© Midjourney X What's up Doc
Après la « loi infirmière » de juin 2025, qui a offert aux infirmières un rôle élargi dans le système de soins, l'Assurance maladie et les trois syndicats représentatifs (FNI, Sniil, Convergence infirmière) doivent négocier un « avenant » à leur convention, pour revaloriser les professionnelles et intégrer aux prestations remboursées les nouvelles compétences acquises.
Compétences élargies, moyens contestés
« Depuis des années, les pouvoirs publics élargissent les compétences de la profession (...) et s’appuient sur elle pour absorber les tensions croissantes du système de santé » relatives au vieillissement de la population, à la hausse des maladies chroniques, désertification médicale, entre autres. « On ne peut pas, d’un côté, multiplier les missions, et de l’autre, contenir les moyens », souligne la FNI, première organisation représentative, mardi dans un communiqué.
Aujourd'hui, « l'enveloppe proposée ne répond ni aux réalités économiques (...) ni à la reconnaissance légitime des compétences acquises », écrit le syndicat.
Sans claquer la porte, il prévient qu'il ne signera pas un « accord au rabais » et « appelle solennellement l’Assurance Maladie et les pouvoirs publics à revoir leur position et à présenter un engagement chiffré, structurant et durable ».
Négociations sous tension
Lundi, le Sniil avait annoncé « suspendre sa participation » aux négociations.
Le syndicat réclamait une « revalorisation de plus de 20 % de la lettre clé », la brique tarifaire de base des soins infirmiers. « Là, on est plus proche de 5 % », déplore auprès de l'AFP John Pinte, président du Sniil.
Il fait aussi état de « points de blocage sur les nouvelles compétences, notamment sur la consultation infirmière », créée par la loi de 2025.

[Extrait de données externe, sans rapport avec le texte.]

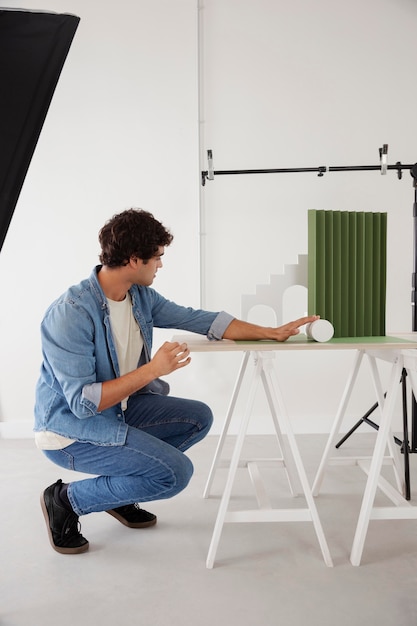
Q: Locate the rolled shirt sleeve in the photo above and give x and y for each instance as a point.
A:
(219, 325)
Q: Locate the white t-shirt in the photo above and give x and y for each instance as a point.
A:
(127, 336)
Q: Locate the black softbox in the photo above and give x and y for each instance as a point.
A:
(33, 49)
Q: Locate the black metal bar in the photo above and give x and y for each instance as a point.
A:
(413, 173)
(321, 170)
(405, 447)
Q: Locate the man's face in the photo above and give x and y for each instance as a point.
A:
(146, 270)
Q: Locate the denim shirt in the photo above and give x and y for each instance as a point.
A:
(79, 354)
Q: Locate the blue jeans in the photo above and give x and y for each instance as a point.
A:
(151, 465)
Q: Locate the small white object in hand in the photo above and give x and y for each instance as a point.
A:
(320, 330)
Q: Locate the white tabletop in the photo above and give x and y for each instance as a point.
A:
(200, 343)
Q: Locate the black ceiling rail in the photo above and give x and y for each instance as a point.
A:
(383, 167)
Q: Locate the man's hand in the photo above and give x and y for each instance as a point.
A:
(240, 330)
(170, 357)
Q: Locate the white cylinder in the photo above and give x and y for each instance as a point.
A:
(320, 330)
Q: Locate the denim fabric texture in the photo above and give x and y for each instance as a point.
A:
(79, 353)
(136, 455)
(151, 465)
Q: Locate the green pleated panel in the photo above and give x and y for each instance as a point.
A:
(347, 270)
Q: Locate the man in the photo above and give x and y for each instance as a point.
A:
(101, 407)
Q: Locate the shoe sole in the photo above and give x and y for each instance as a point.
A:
(123, 521)
(78, 550)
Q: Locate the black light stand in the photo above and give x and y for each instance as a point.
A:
(383, 167)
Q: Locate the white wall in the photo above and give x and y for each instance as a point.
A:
(285, 85)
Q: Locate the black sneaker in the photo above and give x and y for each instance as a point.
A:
(63, 525)
(133, 516)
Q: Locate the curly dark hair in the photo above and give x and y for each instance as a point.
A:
(131, 233)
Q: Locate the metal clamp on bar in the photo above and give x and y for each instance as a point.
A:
(210, 173)
(383, 155)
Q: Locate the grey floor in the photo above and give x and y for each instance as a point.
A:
(267, 574)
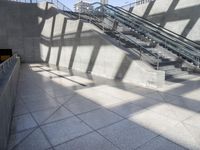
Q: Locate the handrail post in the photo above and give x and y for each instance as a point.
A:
(157, 67)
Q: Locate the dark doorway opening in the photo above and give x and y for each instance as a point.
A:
(5, 54)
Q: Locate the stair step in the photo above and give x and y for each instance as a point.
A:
(176, 75)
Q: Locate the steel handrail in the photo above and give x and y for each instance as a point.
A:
(160, 28)
(173, 42)
(139, 2)
(140, 47)
(4, 65)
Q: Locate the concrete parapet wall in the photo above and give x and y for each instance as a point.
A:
(179, 16)
(7, 100)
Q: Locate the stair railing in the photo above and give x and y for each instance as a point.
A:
(7, 63)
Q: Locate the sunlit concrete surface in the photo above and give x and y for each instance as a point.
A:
(67, 110)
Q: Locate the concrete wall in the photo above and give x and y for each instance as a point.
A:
(179, 16)
(38, 33)
(8, 88)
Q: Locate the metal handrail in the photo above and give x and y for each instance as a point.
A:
(140, 48)
(178, 46)
(59, 5)
(160, 28)
(138, 2)
(7, 63)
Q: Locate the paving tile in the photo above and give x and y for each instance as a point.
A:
(64, 99)
(31, 92)
(184, 135)
(34, 141)
(22, 122)
(79, 104)
(146, 102)
(127, 135)
(41, 116)
(60, 92)
(40, 97)
(18, 137)
(193, 121)
(20, 109)
(117, 92)
(185, 103)
(100, 98)
(60, 73)
(59, 114)
(64, 130)
(153, 121)
(172, 111)
(160, 143)
(41, 105)
(80, 80)
(127, 109)
(88, 142)
(100, 118)
(141, 90)
(163, 97)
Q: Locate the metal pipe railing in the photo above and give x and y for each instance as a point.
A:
(138, 2)
(7, 63)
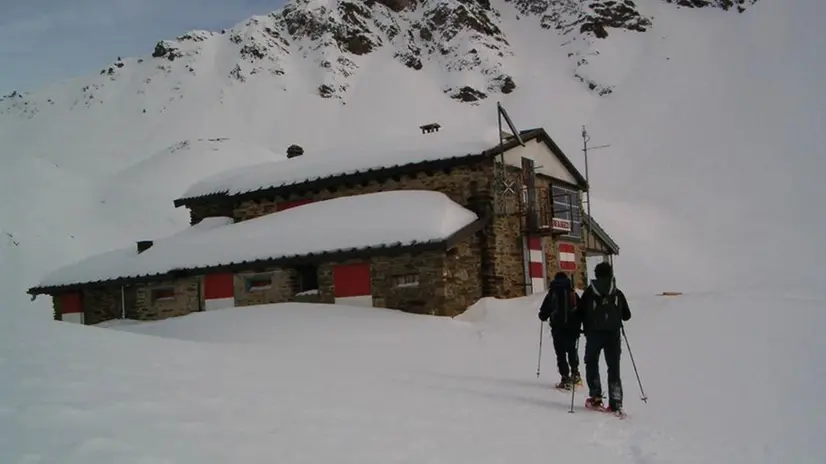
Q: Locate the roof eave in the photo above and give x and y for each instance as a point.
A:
(341, 179)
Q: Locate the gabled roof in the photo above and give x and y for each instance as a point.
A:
(436, 150)
(542, 135)
(600, 233)
(379, 222)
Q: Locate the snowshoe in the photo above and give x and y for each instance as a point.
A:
(595, 404)
(577, 379)
(564, 384)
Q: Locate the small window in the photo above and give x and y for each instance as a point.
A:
(163, 294)
(406, 280)
(307, 278)
(259, 282)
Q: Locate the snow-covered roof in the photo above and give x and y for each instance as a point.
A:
(375, 153)
(384, 219)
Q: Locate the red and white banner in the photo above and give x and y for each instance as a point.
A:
(567, 257)
(535, 264)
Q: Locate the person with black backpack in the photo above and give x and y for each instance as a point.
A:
(604, 309)
(559, 306)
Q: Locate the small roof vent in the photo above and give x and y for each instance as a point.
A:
(144, 245)
(428, 128)
(294, 151)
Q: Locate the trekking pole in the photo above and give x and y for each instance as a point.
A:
(644, 398)
(539, 362)
(573, 384)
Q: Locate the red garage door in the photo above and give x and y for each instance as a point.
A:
(219, 291)
(71, 306)
(351, 284)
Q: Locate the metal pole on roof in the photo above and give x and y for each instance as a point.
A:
(585, 139)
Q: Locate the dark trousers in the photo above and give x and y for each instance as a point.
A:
(567, 357)
(595, 343)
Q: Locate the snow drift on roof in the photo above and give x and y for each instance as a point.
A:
(371, 154)
(360, 221)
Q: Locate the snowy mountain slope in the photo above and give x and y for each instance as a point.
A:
(697, 124)
(311, 383)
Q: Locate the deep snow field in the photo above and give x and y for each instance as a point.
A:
(303, 383)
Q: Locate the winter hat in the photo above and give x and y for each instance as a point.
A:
(603, 270)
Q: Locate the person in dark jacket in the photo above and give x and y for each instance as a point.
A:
(559, 306)
(604, 309)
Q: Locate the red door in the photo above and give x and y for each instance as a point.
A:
(351, 284)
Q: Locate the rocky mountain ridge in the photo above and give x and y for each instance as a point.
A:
(462, 37)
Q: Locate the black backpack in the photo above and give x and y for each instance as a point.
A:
(605, 312)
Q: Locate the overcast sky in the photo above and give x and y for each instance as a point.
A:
(42, 41)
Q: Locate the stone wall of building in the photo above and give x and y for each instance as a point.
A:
(462, 276)
(149, 305)
(410, 283)
(456, 184)
(280, 289)
(101, 304)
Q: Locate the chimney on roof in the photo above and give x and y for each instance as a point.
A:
(144, 245)
(294, 151)
(428, 128)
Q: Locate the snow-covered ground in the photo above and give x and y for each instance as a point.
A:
(730, 379)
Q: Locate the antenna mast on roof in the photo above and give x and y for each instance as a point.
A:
(503, 187)
(589, 233)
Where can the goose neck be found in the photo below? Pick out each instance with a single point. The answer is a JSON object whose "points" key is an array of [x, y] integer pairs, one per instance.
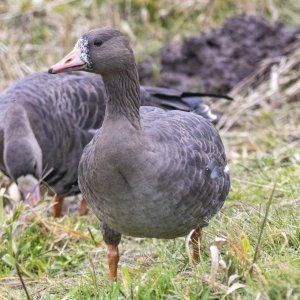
{"points": [[123, 93]]}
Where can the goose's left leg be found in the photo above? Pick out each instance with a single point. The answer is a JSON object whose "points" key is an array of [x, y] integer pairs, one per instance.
{"points": [[57, 207], [112, 240], [83, 209], [196, 242]]}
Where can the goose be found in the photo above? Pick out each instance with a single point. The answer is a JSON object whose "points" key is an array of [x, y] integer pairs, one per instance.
{"points": [[45, 122], [147, 172]]}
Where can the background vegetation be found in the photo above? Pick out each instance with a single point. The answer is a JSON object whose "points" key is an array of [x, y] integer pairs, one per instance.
{"points": [[65, 258]]}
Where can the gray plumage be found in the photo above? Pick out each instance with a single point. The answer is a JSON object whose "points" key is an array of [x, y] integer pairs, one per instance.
{"points": [[147, 172], [46, 121]]}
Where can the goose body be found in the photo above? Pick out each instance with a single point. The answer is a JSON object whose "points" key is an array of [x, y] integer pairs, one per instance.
{"points": [[147, 172], [162, 180], [46, 121]]}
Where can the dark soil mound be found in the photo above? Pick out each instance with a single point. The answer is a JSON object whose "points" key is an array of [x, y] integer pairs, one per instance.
{"points": [[217, 61]]}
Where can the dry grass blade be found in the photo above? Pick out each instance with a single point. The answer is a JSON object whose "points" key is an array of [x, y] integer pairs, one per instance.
{"points": [[263, 224], [58, 229], [22, 282]]}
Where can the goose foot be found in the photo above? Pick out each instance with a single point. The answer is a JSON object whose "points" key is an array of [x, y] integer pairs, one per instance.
{"points": [[196, 242], [57, 207], [83, 210], [112, 239]]}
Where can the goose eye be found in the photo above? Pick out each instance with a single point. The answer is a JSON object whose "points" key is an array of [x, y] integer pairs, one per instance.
{"points": [[98, 43]]}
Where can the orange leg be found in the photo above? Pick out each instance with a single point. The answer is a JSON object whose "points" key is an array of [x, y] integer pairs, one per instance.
{"points": [[57, 207], [83, 210], [196, 239], [113, 259]]}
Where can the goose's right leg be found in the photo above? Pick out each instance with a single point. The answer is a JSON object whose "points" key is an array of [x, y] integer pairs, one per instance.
{"points": [[112, 240]]}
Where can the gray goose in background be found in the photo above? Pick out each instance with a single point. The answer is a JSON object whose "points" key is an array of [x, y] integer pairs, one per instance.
{"points": [[147, 172], [46, 121]]}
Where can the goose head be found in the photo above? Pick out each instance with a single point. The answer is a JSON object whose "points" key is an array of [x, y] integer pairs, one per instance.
{"points": [[103, 51]]}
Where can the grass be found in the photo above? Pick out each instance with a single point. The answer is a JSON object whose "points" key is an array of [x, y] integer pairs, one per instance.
{"points": [[66, 258]]}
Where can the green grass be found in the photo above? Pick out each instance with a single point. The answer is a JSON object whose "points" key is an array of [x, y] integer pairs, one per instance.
{"points": [[68, 264]]}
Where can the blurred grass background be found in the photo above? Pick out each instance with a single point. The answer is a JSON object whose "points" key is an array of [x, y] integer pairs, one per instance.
{"points": [[36, 33], [65, 258]]}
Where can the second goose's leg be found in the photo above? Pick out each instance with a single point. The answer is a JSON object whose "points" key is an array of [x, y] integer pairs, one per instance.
{"points": [[112, 240], [196, 242], [57, 207], [83, 210]]}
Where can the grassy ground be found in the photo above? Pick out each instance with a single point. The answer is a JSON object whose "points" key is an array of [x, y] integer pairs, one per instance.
{"points": [[66, 258]]}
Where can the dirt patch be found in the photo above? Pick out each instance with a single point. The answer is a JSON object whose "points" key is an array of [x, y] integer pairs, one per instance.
{"points": [[218, 60]]}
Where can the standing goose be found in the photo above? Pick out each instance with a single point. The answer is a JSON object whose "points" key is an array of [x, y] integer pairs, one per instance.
{"points": [[45, 122], [147, 172]]}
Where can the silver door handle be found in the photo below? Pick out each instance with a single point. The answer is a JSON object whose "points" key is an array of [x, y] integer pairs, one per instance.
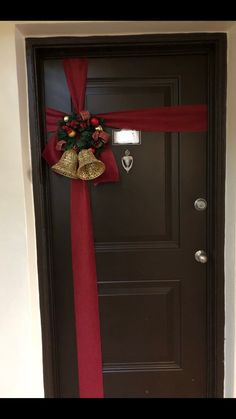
{"points": [[201, 256]]}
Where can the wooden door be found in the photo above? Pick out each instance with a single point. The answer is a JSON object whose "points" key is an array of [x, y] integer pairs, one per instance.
{"points": [[153, 294]]}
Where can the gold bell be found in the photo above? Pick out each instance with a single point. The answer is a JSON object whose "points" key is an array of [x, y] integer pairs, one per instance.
{"points": [[89, 167], [67, 165]]}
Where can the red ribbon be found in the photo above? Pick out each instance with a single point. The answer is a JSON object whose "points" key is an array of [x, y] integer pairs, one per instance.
{"points": [[166, 119]]}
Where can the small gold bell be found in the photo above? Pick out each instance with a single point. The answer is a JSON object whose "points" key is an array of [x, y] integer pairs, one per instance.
{"points": [[89, 167], [67, 165]]}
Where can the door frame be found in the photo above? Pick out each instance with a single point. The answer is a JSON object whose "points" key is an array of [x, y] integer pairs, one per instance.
{"points": [[214, 45]]}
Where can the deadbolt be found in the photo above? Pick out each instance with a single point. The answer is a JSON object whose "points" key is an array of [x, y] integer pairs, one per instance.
{"points": [[201, 256], [200, 204]]}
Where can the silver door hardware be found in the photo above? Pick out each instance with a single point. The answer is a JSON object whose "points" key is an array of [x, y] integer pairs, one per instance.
{"points": [[127, 161], [200, 204], [201, 256]]}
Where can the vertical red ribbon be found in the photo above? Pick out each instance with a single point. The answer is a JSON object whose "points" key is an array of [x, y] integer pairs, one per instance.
{"points": [[83, 261]]}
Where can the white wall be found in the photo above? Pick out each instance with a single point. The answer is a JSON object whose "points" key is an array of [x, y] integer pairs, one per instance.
{"points": [[21, 373], [20, 334]]}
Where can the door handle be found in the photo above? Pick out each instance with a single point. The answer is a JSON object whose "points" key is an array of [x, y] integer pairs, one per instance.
{"points": [[201, 256]]}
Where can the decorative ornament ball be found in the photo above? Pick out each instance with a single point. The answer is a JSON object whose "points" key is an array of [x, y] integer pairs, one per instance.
{"points": [[72, 134], [99, 128], [94, 122]]}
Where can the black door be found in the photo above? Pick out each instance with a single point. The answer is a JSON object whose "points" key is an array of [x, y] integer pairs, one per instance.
{"points": [[155, 312]]}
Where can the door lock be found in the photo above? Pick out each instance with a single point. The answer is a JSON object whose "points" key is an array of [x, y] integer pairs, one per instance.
{"points": [[201, 256], [200, 204]]}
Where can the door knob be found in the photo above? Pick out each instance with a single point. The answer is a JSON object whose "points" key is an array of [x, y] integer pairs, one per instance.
{"points": [[201, 256]]}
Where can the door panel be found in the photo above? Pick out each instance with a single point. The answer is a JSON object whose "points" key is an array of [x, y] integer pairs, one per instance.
{"points": [[152, 292]]}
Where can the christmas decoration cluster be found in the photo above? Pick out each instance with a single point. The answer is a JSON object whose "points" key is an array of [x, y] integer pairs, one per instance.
{"points": [[81, 131], [82, 138]]}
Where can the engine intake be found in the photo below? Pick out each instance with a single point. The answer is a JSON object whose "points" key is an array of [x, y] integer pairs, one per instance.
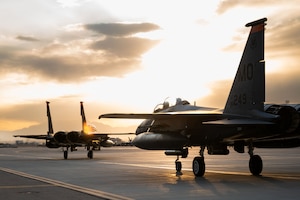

L'Assurance maladie propose de créer pour l'instant deux types de consultation, ciblées « sur l'éducation à la santé » et « la prévention », « plutôt satisfaisantes » mais qui n'entreraient en vigueur « qu'en juillet 2027 et janvier 2028 », regrette John Pinte. Et « elle renvoie à des travaux ultérieurs » une éventuelle consultation sur la prise en charge des plaies, que réclamaient les syndicats, a-t-il déploré.
Selon lui, l'Assurance maladie argue d'un cadre budgétaire contraint et n'a pour l'instant pas dévoilé « l'enveloppe globale » allouée à l'accord.
Selon plusieurs observateurs, sans accord avant le 31 mars, aucune revalorisation ne pourra entrer en vigueur avant 2027.
« La négociation se poursuit », indique l'Assurance maladie, qui ne souhaite pas faire plus de commentaires.